Fidelity Investments, best known as one of the world’s biggest mutual fund companies, is making a big push into institutional business where it expects to quadruple its funds under management.

Drew Lawton, the chief executive of Fidelity Management Trust Company, which holds the $100bn institutional business, said on Wednesday he saw no reason why the business should not grow to between $300bn and $400bn in three to five years.

“We shifted our emphasis to this space about six months ago because institutions seemed to be focusing more on macro issues such as funding and liabilities, and they are looking for broader-based firms such as Fidelity for that,” he said.

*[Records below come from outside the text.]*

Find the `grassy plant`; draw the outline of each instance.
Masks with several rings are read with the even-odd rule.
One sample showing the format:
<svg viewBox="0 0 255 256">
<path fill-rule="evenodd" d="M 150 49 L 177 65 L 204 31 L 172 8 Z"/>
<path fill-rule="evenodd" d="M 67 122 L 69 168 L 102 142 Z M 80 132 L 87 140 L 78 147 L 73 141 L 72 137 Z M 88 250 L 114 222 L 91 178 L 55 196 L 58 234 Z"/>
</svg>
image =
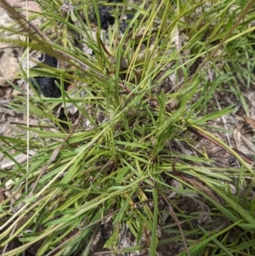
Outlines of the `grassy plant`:
<svg viewBox="0 0 255 256">
<path fill-rule="evenodd" d="M 131 7 L 134 16 L 128 29 L 120 37 L 116 21 L 105 39 L 88 25 L 93 9 L 99 20 L 97 1 L 77 5 L 71 14 L 61 11 L 60 1 L 37 2 L 42 11 L 36 15 L 45 20 L 41 37 L 28 32 L 16 15 L 19 32 L 31 37 L 31 48 L 62 61 L 60 69 L 34 71 L 60 77 L 62 97 L 44 98 L 35 90 L 29 103 L 24 92 L 9 105 L 26 113 L 29 104 L 39 127 L 20 126 L 24 134 L 0 136 L 1 151 L 15 162 L 0 174 L 2 188 L 8 191 L 1 202 L 2 255 L 22 255 L 31 247 L 37 255 L 89 255 L 104 225 L 110 228 L 105 247 L 116 255 L 156 255 L 169 244 L 179 251 L 173 255 L 253 255 L 254 202 L 248 195 L 254 172 L 205 130 L 209 120 L 233 111 L 214 106 L 212 111 L 213 94 L 224 85 L 231 84 L 248 111 L 232 81 L 233 71 L 241 68 L 246 71 L 240 79 L 246 79 L 247 87 L 254 81 L 252 64 L 246 62 L 252 54 L 248 24 L 254 19 L 253 1 L 127 1 L 113 14 L 122 16 Z M 236 24 L 239 18 L 244 19 Z M 16 26 L 8 29 L 18 32 Z M 75 45 L 77 35 L 81 43 L 86 38 L 94 57 Z M 26 71 L 20 76 L 31 82 Z M 175 88 L 170 92 L 161 88 L 169 76 Z M 72 90 L 65 92 L 64 81 Z M 64 122 L 54 111 L 60 104 L 67 116 Z M 78 117 L 67 115 L 68 104 L 76 107 Z M 26 152 L 26 130 L 35 152 L 28 172 L 14 159 Z M 197 150 L 196 156 L 174 150 L 176 141 L 194 145 L 190 133 L 218 143 L 241 168 L 208 167 L 205 152 Z M 235 195 L 230 184 L 237 188 Z M 192 215 L 179 206 L 184 199 L 196 205 Z M 121 246 L 125 229 L 134 241 L 127 248 Z"/>
</svg>

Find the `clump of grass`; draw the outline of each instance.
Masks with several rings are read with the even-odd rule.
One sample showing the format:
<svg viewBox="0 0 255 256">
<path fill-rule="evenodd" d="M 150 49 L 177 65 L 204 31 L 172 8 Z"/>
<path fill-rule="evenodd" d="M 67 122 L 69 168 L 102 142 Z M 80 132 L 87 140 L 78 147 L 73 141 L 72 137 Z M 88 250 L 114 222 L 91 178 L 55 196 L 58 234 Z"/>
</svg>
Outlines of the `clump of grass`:
<svg viewBox="0 0 255 256">
<path fill-rule="evenodd" d="M 253 181 L 246 184 L 247 177 L 253 180 L 253 170 L 203 129 L 209 120 L 233 111 L 230 106 L 212 112 L 207 107 L 213 93 L 235 79 L 230 71 L 238 63 L 232 60 L 250 53 L 233 48 L 248 40 L 252 9 L 235 25 L 245 9 L 236 0 L 148 6 L 146 1 L 127 1 L 113 15 L 132 8 L 128 29 L 120 37 L 116 20 L 103 37 L 89 25 L 91 5 L 99 20 L 97 1 L 83 3 L 70 14 L 61 11 L 60 2 L 37 3 L 47 37 L 28 32 L 25 26 L 20 32 L 30 36 L 31 48 L 63 61 L 60 69 L 38 70 L 60 78 L 62 97 L 44 98 L 35 91 L 30 99 L 31 114 L 41 127 L 20 127 L 36 135 L 29 139 L 35 154 L 28 172 L 14 158 L 26 151 L 25 136 L 1 136 L 2 152 L 16 163 L 0 174 L 3 189 L 11 191 L 1 202 L 2 255 L 21 255 L 31 247 L 37 255 L 88 255 L 100 226 L 107 225 L 111 230 L 105 247 L 115 254 L 146 250 L 156 255 L 169 243 L 179 255 L 254 254 L 247 242 L 255 229 L 248 196 Z M 231 15 L 233 6 L 236 17 Z M 76 40 L 89 46 L 94 57 L 81 51 Z M 227 73 L 219 68 L 222 63 Z M 210 82 L 208 71 L 215 77 Z M 252 81 L 252 68 L 247 74 Z M 22 76 L 30 82 L 25 71 Z M 167 90 L 163 84 L 169 77 Z M 65 92 L 64 80 L 73 83 L 72 90 Z M 26 112 L 24 96 L 9 107 Z M 54 113 L 60 104 L 65 128 Z M 76 106 L 78 117 L 68 116 L 68 104 Z M 48 125 L 51 129 L 44 128 Z M 190 131 L 217 141 L 241 168 L 208 167 L 206 153 L 184 153 L 182 145 L 194 142 Z M 235 185 L 236 195 L 228 184 Z M 192 215 L 181 207 L 185 202 L 195 206 Z M 121 246 L 125 230 L 134 241 L 127 248 Z"/>
</svg>

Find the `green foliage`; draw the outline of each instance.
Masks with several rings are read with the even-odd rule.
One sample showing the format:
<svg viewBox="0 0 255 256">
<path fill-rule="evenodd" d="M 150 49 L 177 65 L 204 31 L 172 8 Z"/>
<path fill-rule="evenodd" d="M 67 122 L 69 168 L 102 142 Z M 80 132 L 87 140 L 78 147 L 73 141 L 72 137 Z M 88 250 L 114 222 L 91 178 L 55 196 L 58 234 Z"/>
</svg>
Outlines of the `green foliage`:
<svg viewBox="0 0 255 256">
<path fill-rule="evenodd" d="M 94 35 L 89 25 L 94 9 L 99 20 L 101 2 L 74 1 L 77 7 L 70 14 L 61 10 L 60 1 L 37 2 L 42 13 L 35 16 L 43 18 L 40 30 L 47 37 L 28 32 L 26 26 L 8 30 L 28 35 L 31 49 L 62 61 L 59 69 L 42 66 L 31 72 L 60 77 L 62 97 L 44 98 L 34 89 L 28 104 L 38 127 L 20 126 L 24 134 L 0 137 L 1 152 L 15 163 L 0 174 L 2 188 L 11 191 L 0 204 L 0 247 L 20 241 L 2 255 L 21 255 L 30 247 L 38 247 L 37 255 L 88 255 L 103 224 L 112 229 L 105 247 L 116 255 L 148 249 L 152 256 L 170 242 L 182 248 L 179 255 L 253 255 L 254 242 L 247 241 L 255 230 L 254 202 L 247 195 L 254 172 L 203 126 L 233 111 L 213 105 L 212 111 L 213 94 L 226 84 L 248 111 L 233 81 L 241 69 L 247 88 L 254 81 L 252 63 L 246 62 L 253 54 L 248 25 L 254 10 L 237 25 L 244 1 L 124 1 L 112 12 L 122 17 L 132 8 L 134 16 L 126 31 L 120 36 L 116 21 L 102 36 L 99 29 Z M 94 57 L 76 44 L 85 38 Z M 208 78 L 212 73 L 213 79 Z M 20 76 L 31 83 L 26 71 Z M 169 76 L 175 80 L 170 92 L 161 88 Z M 65 92 L 64 81 L 71 82 L 71 90 Z M 73 105 L 78 117 L 56 117 L 60 104 L 65 114 Z M 26 106 L 25 95 L 9 105 L 20 113 Z M 241 169 L 207 167 L 211 160 L 198 150 L 199 156 L 173 151 L 176 139 L 192 146 L 190 128 L 231 152 Z M 28 170 L 14 159 L 26 152 L 27 141 L 35 151 Z M 245 200 L 240 185 L 246 178 L 252 181 Z M 233 196 L 226 184 L 236 182 L 239 191 Z M 178 203 L 195 194 L 190 200 L 211 209 L 212 222 L 203 226 L 194 220 L 205 210 L 190 216 Z M 134 241 L 128 248 L 120 247 L 125 228 Z M 169 236 L 160 237 L 159 230 Z"/>
</svg>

Mr Lawton said the institutional business had added 30 to 40 people in the past six months as it geared up for growth. It now employs about 300, and recently set up a new institutional equities arm, Pyramis. Fidelity already manages another $1,000bn in mutual and money market funds.

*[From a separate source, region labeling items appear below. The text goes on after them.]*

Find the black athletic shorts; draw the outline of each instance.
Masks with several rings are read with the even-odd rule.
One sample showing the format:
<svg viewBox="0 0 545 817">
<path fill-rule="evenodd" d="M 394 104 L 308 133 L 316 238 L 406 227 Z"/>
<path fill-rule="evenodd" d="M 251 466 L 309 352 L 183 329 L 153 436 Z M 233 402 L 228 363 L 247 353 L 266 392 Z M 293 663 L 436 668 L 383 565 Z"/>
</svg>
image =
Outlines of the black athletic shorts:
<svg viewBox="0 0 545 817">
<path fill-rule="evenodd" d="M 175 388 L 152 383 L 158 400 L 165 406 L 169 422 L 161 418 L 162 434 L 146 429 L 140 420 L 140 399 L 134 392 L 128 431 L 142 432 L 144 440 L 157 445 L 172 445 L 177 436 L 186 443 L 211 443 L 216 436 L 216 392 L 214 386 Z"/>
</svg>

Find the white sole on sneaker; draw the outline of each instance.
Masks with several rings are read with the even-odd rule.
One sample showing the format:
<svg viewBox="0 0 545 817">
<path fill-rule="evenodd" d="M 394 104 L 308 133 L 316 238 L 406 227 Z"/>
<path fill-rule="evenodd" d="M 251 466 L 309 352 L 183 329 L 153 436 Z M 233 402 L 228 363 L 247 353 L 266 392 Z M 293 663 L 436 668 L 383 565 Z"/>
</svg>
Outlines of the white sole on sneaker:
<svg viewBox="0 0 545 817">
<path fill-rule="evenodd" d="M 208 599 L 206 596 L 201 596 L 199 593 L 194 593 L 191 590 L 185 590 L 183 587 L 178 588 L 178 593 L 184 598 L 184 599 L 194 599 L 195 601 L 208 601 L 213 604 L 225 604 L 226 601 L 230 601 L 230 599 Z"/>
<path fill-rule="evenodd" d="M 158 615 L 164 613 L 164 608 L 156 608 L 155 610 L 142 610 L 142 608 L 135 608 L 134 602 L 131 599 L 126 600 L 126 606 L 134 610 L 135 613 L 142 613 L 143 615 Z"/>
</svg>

The group also wants to add strategies such as port-able alpha, the latest buzz-word in institutional management, which allows a customer to take above-benchmark returns from one asset class and graft it on to another. It was also adding alternative asset strategies such as leveraging, but would not offer hedge funds as such, said Mr Lawton.

He said proposed changes to pension accounting, which are under consideration by the Financial Accounting Standards Board, would result in shifts in money in the industry, both among managers and among strategies, as pension funds reviewed their plans.

Among other things, funds may be required to shift their accounting to a “mark to market” system which more closely reflects their liabilities.

“There will be a high velocity of money as a result of these changes . . . long-duration bond strategies will become more attractive,” he said.

Fidelity on Wednesday released the results of a survey that showed funding levels for defined benefit plans have improved in the past three years, in spite of the
recent big pension bank-ruptcies.

In 2002, only 13 per cent of plans were more than 90 per cent funded, but by last year this had risen to more than 75 per cent of plans.

The median plan also outperformed the major indices in the five years to December 2004, the survey showed.